Data Problems to Be Addressed • For benchmark input-output accounts, gross output (GO) compiled mostly from economic census. • Initial estimate of intermediate consumption (IC) generally based on a business expense survey. • Initial estimate of gross operating surplus/mixed income (GOS) largely based on administrative (tax return) data. • Inconsistencies between gross value added calculated using: • Production approach (GVA = GO — IC) and • Income approach (GVA = Compensation + Taxes less subsidies on production and imports + GOS). • Least reliable initial estimates were IC and GOS.
Sampling and Non-Sampling Errors • Census Bureau and Statistics of Income Division of the Internal Revenue Service provided coefficients of variation for published estimates. • Surveys are subject to non-sampling error. BEA analysts make adjustments for identifiable non-sampling errors in order to reduce bias. However, these adjustments may be subject to misallocation errors.

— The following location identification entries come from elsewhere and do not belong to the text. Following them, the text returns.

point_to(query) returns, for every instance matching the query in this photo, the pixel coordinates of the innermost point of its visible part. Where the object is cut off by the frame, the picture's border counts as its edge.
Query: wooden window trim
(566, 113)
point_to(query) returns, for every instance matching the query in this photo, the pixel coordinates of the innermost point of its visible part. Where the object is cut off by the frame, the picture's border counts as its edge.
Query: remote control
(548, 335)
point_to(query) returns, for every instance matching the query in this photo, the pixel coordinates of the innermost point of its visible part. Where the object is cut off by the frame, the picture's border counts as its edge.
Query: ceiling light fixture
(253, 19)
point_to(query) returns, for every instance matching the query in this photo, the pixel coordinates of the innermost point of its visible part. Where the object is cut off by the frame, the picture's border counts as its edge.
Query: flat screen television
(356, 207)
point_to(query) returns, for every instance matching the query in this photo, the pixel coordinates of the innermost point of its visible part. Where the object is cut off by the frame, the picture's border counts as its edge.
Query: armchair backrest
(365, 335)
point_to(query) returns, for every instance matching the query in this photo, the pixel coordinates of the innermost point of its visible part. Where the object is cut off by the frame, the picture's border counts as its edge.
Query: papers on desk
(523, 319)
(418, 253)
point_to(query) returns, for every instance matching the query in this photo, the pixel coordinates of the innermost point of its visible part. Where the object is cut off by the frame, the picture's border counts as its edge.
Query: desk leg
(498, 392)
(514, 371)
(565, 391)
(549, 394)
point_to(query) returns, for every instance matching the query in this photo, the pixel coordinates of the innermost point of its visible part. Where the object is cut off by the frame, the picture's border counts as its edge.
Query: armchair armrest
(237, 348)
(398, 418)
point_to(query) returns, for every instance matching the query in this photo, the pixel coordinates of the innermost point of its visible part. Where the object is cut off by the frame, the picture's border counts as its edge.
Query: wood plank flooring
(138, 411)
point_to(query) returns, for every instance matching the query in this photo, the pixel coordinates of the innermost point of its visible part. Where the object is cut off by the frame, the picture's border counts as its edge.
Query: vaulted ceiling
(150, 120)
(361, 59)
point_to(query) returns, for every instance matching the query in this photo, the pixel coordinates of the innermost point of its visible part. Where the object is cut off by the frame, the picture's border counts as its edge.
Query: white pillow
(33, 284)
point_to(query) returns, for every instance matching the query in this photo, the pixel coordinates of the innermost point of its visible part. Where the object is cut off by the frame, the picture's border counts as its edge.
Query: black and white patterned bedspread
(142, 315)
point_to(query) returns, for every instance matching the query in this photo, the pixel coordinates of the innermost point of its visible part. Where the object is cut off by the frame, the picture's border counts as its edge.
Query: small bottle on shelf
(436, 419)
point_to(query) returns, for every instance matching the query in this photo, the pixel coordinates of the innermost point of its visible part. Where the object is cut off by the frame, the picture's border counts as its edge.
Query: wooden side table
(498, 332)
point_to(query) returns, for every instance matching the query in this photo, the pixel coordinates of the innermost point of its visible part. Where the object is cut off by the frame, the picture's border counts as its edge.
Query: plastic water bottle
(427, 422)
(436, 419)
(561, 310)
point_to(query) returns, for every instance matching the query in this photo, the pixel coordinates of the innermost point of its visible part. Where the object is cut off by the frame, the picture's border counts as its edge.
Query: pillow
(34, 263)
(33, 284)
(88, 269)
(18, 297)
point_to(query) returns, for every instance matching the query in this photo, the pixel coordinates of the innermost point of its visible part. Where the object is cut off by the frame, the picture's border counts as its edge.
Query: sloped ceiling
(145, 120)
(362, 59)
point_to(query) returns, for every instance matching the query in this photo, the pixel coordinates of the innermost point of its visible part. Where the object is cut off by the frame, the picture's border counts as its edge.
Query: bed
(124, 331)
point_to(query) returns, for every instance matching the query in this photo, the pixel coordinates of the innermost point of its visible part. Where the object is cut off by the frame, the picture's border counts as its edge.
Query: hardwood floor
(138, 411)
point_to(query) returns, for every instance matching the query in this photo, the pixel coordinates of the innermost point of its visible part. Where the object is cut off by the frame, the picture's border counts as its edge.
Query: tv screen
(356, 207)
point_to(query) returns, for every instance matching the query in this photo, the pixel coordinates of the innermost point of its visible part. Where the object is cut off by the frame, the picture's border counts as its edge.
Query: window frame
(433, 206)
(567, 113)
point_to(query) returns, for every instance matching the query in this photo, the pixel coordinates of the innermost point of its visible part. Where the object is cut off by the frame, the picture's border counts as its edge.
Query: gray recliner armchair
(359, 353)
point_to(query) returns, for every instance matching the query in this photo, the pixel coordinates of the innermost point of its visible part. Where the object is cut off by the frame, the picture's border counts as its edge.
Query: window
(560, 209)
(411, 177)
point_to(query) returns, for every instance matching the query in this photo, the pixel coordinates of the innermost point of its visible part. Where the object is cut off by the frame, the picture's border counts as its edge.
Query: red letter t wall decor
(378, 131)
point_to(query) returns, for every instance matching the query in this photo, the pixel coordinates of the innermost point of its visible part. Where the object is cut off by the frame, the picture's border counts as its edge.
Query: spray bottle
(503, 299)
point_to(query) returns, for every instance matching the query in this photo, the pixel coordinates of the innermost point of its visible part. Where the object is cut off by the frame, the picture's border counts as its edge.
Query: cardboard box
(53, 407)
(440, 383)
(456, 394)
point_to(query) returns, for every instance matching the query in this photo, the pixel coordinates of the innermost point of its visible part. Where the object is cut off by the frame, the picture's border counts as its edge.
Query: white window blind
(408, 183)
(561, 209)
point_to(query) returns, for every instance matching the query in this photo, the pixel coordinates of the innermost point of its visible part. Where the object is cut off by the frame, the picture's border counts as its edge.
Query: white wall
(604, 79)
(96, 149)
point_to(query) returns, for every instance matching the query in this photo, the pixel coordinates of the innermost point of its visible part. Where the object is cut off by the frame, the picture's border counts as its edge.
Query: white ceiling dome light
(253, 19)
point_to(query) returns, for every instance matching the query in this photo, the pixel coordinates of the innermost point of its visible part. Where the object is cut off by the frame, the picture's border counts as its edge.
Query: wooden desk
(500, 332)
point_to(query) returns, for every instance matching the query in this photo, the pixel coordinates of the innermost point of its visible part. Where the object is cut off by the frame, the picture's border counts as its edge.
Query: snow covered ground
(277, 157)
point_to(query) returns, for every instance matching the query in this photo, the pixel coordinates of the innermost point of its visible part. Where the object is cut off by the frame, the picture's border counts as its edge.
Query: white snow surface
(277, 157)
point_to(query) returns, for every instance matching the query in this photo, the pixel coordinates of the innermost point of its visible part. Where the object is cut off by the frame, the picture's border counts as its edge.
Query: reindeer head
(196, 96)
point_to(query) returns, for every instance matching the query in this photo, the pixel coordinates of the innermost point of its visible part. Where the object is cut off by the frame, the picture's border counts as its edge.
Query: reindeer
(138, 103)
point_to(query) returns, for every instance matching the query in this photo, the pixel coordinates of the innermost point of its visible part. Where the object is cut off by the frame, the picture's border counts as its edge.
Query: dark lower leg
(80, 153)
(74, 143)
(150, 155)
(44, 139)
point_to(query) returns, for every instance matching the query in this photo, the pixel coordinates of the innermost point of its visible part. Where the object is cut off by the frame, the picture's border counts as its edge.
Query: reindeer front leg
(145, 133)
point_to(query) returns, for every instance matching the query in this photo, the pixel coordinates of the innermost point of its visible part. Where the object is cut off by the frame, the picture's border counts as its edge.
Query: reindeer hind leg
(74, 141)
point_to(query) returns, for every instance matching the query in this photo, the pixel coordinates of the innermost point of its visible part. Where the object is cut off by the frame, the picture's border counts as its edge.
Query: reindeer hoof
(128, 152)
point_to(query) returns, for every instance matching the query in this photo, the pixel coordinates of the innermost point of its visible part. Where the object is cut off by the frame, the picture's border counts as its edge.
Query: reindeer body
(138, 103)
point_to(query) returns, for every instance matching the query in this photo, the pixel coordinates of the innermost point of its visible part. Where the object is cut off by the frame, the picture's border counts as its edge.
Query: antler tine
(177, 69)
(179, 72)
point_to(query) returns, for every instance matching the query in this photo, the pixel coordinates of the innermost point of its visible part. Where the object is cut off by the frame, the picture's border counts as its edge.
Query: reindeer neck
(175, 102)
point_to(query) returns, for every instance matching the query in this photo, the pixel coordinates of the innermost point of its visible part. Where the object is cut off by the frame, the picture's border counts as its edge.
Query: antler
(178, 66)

Adjustments to Source Data • A number of adjustments must made to source data: • Conceptual adjustments • Misreporting adjustments (for under-reporting or misreporting on tax returns) • Double counting adjustments • Current-cost accounting of inventories and consumption of fixed capital • Imputations
Statistical Discrepancy • The estimates based on the expenditure approach and the income approach differ. The difference is shown in the U.S. national income and product accounts as a statistical discrepancy. • The balanced industry accounts are consistent with the reconciled expenditure-based estimate and adjust initial estimates of IC and GOS to be consistent. • Chen applied her approach to historical data (the 1997 benchmark industry accounts).
Implementation • As part of BEA’s integration efforts, the GLS method was applied to the reconciliation of the 2002 benchmark use table. • Paper by Howells, Morgan, Rassier, and Roesch of BEA: “Implementing a Reconciliation and Balancing Model in the U.S. Industry Accounts,” 16th International Conference on Input-Output Techniques, 2007, http://www.iioa.at/conferences-IO.html
Results and Next Steps • Input-output tables were released on September 21, 2007. • Method was computationally efficient. • Allowed less experienced staff to do balancing work. • Didn’t eliminate need for judgmental adjustments, but allowed quick identification of the most important discrepancies. • BEA plans to refine the model and potentially expand its use.